2010 Feb 28 5:24 AM
Hi Experts,
Looking for help.
I have a requirement where i need to truncate string based on byte count.
As some of chinese or other language char are multibyte and in string i need to truncate a part based on no of byte.
I know in normal scenario we do it as STRING +offset(length) but that gives in character mode count.
But based on no off byte i have to extract a substring.
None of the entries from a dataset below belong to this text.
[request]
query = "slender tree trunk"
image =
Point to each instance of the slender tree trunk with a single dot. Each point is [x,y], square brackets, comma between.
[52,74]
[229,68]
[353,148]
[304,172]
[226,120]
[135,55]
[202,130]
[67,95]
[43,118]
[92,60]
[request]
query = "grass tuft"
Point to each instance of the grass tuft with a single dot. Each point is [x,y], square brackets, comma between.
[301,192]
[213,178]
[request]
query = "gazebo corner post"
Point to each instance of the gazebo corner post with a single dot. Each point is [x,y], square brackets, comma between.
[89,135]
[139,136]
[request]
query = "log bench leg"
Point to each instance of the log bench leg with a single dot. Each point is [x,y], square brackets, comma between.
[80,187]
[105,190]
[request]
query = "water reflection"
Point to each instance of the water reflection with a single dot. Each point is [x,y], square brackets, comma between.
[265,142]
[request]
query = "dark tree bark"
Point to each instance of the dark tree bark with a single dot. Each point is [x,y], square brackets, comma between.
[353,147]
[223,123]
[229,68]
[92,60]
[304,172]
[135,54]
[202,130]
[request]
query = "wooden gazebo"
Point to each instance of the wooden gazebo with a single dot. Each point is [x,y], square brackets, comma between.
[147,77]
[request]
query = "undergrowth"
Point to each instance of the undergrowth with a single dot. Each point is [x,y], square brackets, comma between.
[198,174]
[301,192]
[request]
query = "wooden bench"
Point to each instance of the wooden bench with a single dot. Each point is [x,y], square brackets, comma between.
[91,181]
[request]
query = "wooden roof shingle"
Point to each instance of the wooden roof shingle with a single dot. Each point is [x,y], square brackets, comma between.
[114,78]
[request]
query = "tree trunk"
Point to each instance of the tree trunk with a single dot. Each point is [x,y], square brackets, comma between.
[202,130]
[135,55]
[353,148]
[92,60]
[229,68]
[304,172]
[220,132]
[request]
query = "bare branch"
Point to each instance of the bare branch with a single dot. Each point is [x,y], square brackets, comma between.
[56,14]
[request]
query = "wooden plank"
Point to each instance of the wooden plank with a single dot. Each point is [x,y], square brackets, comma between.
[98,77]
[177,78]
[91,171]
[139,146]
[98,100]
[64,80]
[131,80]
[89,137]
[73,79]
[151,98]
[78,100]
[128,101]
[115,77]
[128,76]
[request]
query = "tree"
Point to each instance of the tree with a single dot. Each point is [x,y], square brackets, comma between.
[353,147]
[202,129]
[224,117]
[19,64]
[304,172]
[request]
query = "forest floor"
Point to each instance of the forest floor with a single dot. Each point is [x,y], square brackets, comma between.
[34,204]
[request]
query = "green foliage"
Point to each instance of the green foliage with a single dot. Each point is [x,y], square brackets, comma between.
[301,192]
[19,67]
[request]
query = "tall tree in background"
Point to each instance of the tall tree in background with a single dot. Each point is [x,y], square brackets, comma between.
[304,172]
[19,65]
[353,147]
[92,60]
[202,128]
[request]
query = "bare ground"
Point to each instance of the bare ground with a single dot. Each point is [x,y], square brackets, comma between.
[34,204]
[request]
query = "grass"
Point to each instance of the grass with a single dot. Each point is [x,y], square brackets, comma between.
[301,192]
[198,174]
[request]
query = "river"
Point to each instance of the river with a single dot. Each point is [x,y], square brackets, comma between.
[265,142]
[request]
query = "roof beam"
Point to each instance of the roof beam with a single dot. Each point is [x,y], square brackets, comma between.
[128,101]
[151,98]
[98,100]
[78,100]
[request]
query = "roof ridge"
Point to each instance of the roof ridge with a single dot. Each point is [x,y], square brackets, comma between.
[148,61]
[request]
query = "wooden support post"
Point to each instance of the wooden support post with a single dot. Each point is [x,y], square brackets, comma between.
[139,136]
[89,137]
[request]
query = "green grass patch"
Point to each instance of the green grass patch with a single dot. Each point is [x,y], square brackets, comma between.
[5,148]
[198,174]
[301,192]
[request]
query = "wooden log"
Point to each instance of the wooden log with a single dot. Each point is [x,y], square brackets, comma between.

Hope i am clear about the requirement.
Regards,
Digvijay Singh
2010 Mar 01 8:09 AM
Hi Digvijay,
Not sure if I'm missing the simple solution (and if I understand the problem, because usually you actually want to handle characters and <i>not bytes</i>), but here's a fairly convoluted one for truncating a string at a specific byte count:
CONSTANTS:
co_input TYPE string VALUE 'u7E41u4F53u5B57'.
DATA:
l_codepage TYPE cpcodepage,
l_encoding TYPE abap_encoding,
l_conv_out TYPE REF TO cl_abap_conv_out_ce,
l_conv_obj TYPE REF TO cl_abap_conv_obj,
l_string TYPE string,
l_xstring TYPE xstring.
CALL FUNCTION 'SCP_CODEPAGE_FOR_LANGUAGE'
EXPORTING
language = sy-langu
IMPORTING
codepage = l_codepage
EXCEPTIONS
OTHERS = 0.
l_encoding = l_codepage.
l_conv_out = cl_abap_conv_out_ce=>create( encoding = l_encoding ).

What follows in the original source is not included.